Mohammed Aly Condé:«malgré toutes les difficultés juridiques, les défenseurs des droits de l’homme ne sont pas inquiétés dans l’exercice de leurs activités»

L’État de droit, s’il est fondé sur des normes universelles en matière de droits de l’homme, doit être ancré dans un contexte national et notamment dans la culture, l’histoire et la politique du pays concerné. En conséquence, les États connaissent des expériences distinctes dans l’évolution des droits de l’homme.

La République de Guinée à dans son histoire connue de nombreux bouleversements socio-politiques dont certains ont eu des conséquences évidentes d’atteinte aux droits de l’homme.

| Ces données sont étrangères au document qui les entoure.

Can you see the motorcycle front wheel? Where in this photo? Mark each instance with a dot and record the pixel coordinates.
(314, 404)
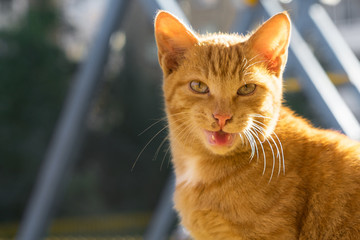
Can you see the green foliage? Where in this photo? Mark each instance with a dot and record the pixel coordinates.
(34, 76)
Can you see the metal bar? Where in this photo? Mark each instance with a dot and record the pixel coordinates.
(336, 44)
(333, 110)
(68, 133)
(164, 216)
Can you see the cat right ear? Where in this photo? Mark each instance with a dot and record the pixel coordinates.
(173, 39)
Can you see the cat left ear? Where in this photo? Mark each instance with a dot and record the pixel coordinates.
(173, 39)
(271, 41)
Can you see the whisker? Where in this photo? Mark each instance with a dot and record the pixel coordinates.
(273, 166)
(256, 147)
(282, 152)
(158, 149)
(251, 142)
(136, 160)
(158, 121)
(162, 162)
(263, 150)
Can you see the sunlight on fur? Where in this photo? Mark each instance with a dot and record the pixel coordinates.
(246, 166)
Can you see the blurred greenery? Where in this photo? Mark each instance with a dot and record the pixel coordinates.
(34, 78)
(34, 75)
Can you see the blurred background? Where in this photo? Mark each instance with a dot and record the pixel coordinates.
(103, 195)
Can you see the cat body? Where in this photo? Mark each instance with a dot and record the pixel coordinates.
(246, 166)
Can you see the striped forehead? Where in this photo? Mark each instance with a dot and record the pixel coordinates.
(224, 61)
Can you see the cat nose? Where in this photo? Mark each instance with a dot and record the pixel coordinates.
(222, 119)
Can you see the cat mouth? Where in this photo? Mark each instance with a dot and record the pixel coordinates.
(220, 138)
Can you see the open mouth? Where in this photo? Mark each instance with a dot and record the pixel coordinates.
(220, 138)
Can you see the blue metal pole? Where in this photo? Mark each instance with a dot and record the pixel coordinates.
(333, 110)
(68, 133)
(342, 55)
(164, 215)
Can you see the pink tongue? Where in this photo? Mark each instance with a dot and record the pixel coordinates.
(220, 138)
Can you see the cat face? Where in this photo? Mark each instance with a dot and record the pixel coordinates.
(219, 89)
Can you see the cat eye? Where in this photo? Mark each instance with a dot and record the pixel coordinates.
(247, 89)
(199, 87)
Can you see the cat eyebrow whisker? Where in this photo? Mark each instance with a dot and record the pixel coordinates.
(258, 115)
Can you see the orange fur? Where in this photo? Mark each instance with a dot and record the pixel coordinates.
(306, 187)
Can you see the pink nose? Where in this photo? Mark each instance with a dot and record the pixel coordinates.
(222, 119)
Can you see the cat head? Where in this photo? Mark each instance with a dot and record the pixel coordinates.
(220, 89)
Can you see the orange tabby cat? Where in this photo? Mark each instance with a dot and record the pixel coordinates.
(247, 167)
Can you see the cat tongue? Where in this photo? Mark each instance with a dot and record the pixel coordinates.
(220, 138)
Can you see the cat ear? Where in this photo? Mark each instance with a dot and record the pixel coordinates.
(173, 39)
(271, 41)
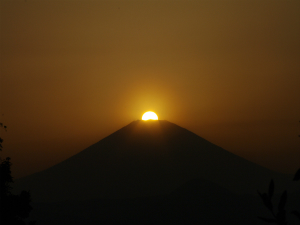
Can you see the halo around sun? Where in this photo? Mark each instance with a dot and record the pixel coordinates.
(149, 116)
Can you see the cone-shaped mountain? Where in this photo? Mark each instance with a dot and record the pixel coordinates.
(144, 158)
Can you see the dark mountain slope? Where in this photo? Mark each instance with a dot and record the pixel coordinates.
(145, 158)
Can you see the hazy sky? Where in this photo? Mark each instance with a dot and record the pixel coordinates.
(73, 72)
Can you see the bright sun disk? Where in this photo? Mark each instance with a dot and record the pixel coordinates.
(149, 116)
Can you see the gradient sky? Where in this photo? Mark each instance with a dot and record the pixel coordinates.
(73, 72)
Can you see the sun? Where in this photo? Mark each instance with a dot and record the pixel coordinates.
(149, 116)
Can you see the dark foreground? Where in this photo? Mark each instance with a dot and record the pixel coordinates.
(197, 202)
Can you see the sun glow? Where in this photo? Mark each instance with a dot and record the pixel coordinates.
(149, 116)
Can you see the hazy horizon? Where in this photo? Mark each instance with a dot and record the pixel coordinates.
(74, 72)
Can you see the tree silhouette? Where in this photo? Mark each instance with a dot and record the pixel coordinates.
(279, 217)
(13, 208)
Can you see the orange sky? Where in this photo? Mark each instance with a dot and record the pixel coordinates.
(73, 72)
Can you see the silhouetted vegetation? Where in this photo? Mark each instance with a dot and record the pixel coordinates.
(14, 208)
(279, 217)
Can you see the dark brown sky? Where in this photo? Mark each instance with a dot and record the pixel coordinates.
(73, 72)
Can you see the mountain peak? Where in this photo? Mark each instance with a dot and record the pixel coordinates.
(144, 158)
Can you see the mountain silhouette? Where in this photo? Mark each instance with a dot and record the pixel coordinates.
(145, 158)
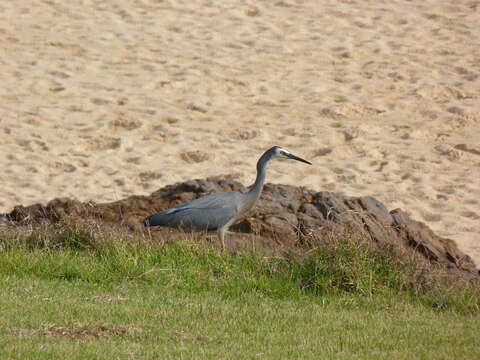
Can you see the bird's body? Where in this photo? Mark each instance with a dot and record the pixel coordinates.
(218, 211)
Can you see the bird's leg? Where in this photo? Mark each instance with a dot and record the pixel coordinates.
(221, 235)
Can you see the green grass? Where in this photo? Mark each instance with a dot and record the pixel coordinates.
(74, 294)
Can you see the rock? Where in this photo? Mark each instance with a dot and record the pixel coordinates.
(283, 213)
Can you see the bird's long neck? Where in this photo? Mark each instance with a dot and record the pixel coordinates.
(256, 189)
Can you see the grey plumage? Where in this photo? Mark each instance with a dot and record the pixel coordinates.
(219, 211)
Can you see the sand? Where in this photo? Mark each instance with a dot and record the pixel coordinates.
(104, 99)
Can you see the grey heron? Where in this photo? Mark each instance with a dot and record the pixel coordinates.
(219, 211)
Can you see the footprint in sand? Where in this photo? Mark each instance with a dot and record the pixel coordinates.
(103, 143)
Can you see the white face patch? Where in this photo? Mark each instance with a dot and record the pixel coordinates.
(281, 153)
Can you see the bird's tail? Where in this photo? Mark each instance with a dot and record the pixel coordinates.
(146, 221)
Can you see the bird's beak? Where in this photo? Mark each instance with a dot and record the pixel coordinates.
(291, 156)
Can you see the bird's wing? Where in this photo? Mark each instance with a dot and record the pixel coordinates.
(206, 213)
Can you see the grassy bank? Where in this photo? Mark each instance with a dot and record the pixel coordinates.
(74, 294)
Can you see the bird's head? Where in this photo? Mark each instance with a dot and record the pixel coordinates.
(281, 153)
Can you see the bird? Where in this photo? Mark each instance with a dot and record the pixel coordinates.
(217, 212)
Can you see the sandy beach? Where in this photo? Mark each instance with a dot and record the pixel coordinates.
(102, 100)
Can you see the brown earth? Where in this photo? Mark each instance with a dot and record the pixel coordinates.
(284, 214)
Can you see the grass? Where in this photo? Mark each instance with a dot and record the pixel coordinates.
(65, 288)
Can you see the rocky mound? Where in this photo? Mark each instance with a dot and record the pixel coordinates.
(283, 212)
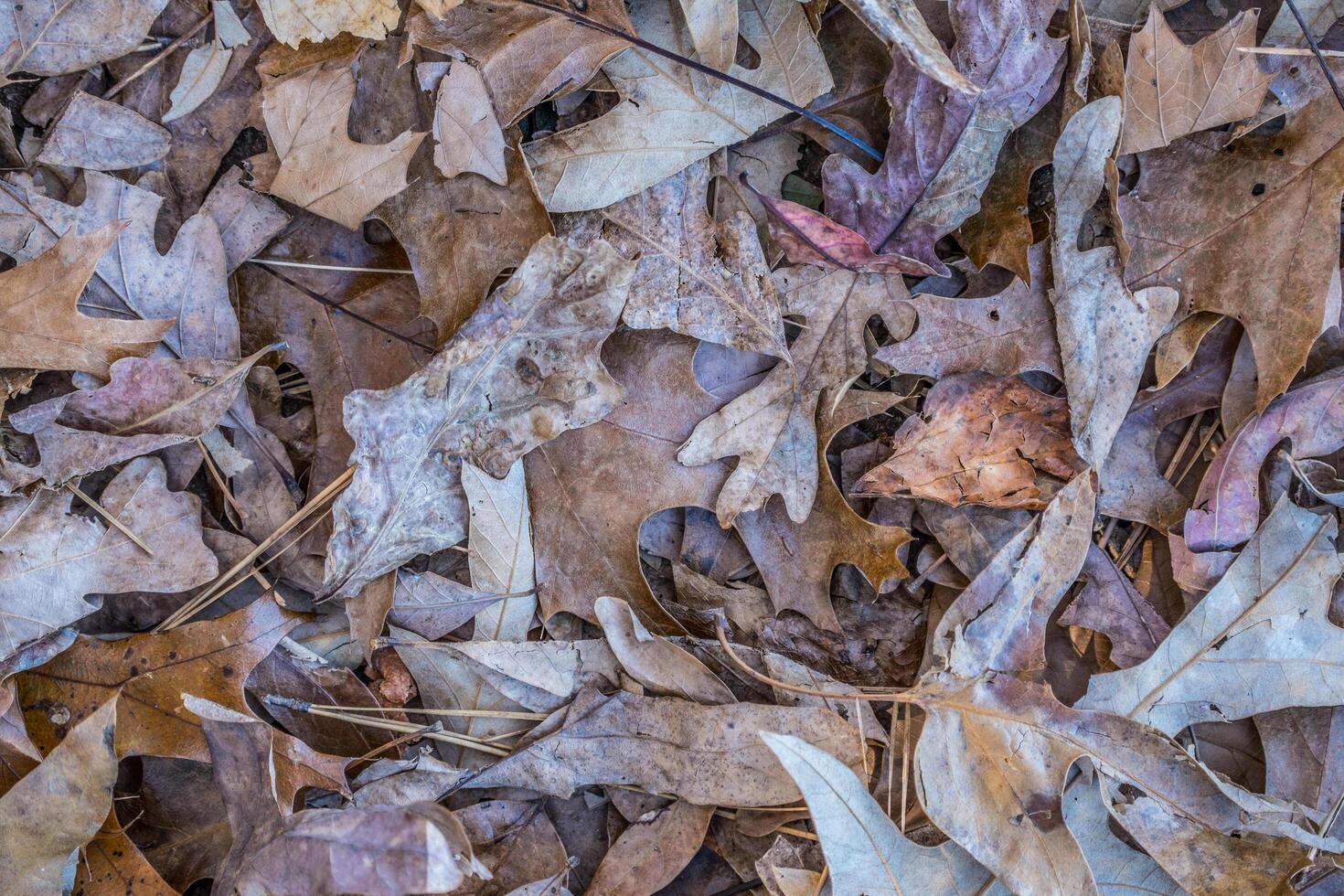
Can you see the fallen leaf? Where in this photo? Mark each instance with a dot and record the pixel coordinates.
(297, 20)
(60, 337)
(499, 389)
(1172, 89)
(1105, 331)
(320, 166)
(692, 274)
(58, 806)
(51, 559)
(1267, 613)
(772, 429)
(980, 440)
(671, 116)
(102, 136)
(943, 143)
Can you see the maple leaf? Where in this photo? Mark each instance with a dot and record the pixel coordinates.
(320, 166)
(522, 371)
(42, 328)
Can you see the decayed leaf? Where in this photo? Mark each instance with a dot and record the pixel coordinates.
(56, 37)
(1109, 603)
(1011, 332)
(296, 20)
(320, 166)
(1172, 89)
(592, 488)
(692, 275)
(465, 129)
(149, 404)
(145, 675)
(864, 849)
(706, 755)
(671, 116)
(1277, 194)
(1267, 613)
(206, 66)
(772, 429)
(461, 234)
(58, 337)
(652, 850)
(102, 136)
(980, 440)
(50, 559)
(1229, 498)
(525, 54)
(797, 560)
(714, 30)
(657, 664)
(523, 369)
(58, 806)
(1105, 331)
(944, 143)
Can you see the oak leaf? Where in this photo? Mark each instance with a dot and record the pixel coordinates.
(1172, 89)
(320, 166)
(59, 337)
(520, 372)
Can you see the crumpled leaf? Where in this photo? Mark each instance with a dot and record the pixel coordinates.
(523, 369)
(1105, 331)
(1267, 613)
(1006, 334)
(864, 849)
(980, 440)
(210, 658)
(1172, 89)
(102, 136)
(772, 427)
(51, 39)
(58, 806)
(661, 667)
(320, 166)
(297, 20)
(706, 755)
(692, 275)
(525, 54)
(943, 145)
(465, 129)
(1227, 504)
(59, 337)
(50, 559)
(671, 116)
(1191, 238)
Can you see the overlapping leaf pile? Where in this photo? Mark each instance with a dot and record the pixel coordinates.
(496, 446)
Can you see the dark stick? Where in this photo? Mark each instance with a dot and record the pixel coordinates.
(1320, 58)
(703, 69)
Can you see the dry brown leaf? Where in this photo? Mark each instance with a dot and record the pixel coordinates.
(58, 806)
(694, 275)
(1172, 89)
(296, 20)
(320, 166)
(980, 440)
(50, 559)
(59, 337)
(465, 129)
(671, 116)
(520, 372)
(145, 675)
(772, 427)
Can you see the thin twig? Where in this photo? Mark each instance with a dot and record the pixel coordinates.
(163, 54)
(706, 70)
(101, 511)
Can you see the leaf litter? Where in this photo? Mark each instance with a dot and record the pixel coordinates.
(718, 446)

Cependant, il faut reconnaître que ce pays qui vient de loin en matière de démocratie a accompli des progrès significatifs dans la promotion et la protection des droits de l’homme depuis une dizaine d’années maintenant, c’est une évidence.

Le pays a fait d’importants progrès en termes de renforcement de l’État de droit, en particulier en améliorant la politique de supervision des forces de sécurité en limitant le rôle de l’armée dans la mise en application des lois.

Dans le cadre toujours des avancées sur les questions de droits de l’homme, il faut reconnaître que malgré toutes les difficultés juridiques, les défenseurs des droits de l’homme ne sont pas inquiétés dans l’exercice de leurs activités.

Sur le plan institutionnel, L’INIDH « l’institution nationale indépendante des Droits humains » est instituée pour la première fois en Guinée pour relayer toutes les préoccupations liées aux questions des droits de l’homme auprès du gouvernement.

Il faut rappeler que la République de guinée est ce pays fier de toute son histoire qui est partie à la plupart des conventions et déclarations internationales relatives aux droits de l’homme tant sur le plan africain qu’universel notamment, la charte de l’organisation des nations unies, la déclaration universelle des droits de l’homme, les conventions et pacte internationaux relatifs aux droits de l’homme, l’actif constitutif de l’union africaine, la charte africaine des Droits de l’homme et des peuples et ses protocoles additionnels relatifs aux droits de la femme, ainsi que le traité révisé de la CEDEAO et ses protocoles sur la démocratie et la bonne gouvernance.

Le titre II de la constitution instituant la quatrième République consacre des devoirs, libertés et droits fondamentaux aux citoyens guinéens, ce qui est une avancée considérable dans la construction de l’État de droit.

Malgré toutes ces nombreuses avancées, il est regrettable de constater aujourd’hui que notre pays soit toujours pris par un certain nombre de pays et d’ONG pour ce mauvais élève en matière des droits de l’homme au gré de leurs simples humeurs avec des éléments dénués de tout sérieux. Nous sommes dans la théorie des humeurs.

Les rapports dressés contre la République de guinée par le département d’État américain, à travers son bureau de la démocratie, des droits de l’homme et du travail et celui d’Amnesty international constituent des atteintes graves aux principes fondamentaux d’indépendance et d’impartialité ,deux principes qui prévalent en pareille situation, mais malheureusement mis de côté dans leurs démarchent dans le seul but de vouer notre pays aux gémonies, peine perdue car, les guinéens que nous sommes ont compris.

Je précise qu’autant l’État à l’obligation de protéger ses citoyens, autant chaque citoyen a le devoir absolu de se soumettre aux dispositions réglementaires et secrétaires prises par les autorités en place. Ni des instances partiales encore moins des organisations téléguidées ne doivent s’y opposer au risque de mettre la vie de la nation en danger.

In fine, force est de reconnaître que malgré que la situation des droits de l’homme en Guinée comme partout dans le monde n’est pas irréprochable, la République de Guinée fait des progrès significatifs et notables pour parfaire son système démocratique à chaque minute, chaque heure, chaque jour et chaque année que Dieu fait.

Mohammed Aly Condé juriste, président de l’ONG: observatoire des Droits de l’Homme de la citoyenneté et de la sécurité (ODHCS ).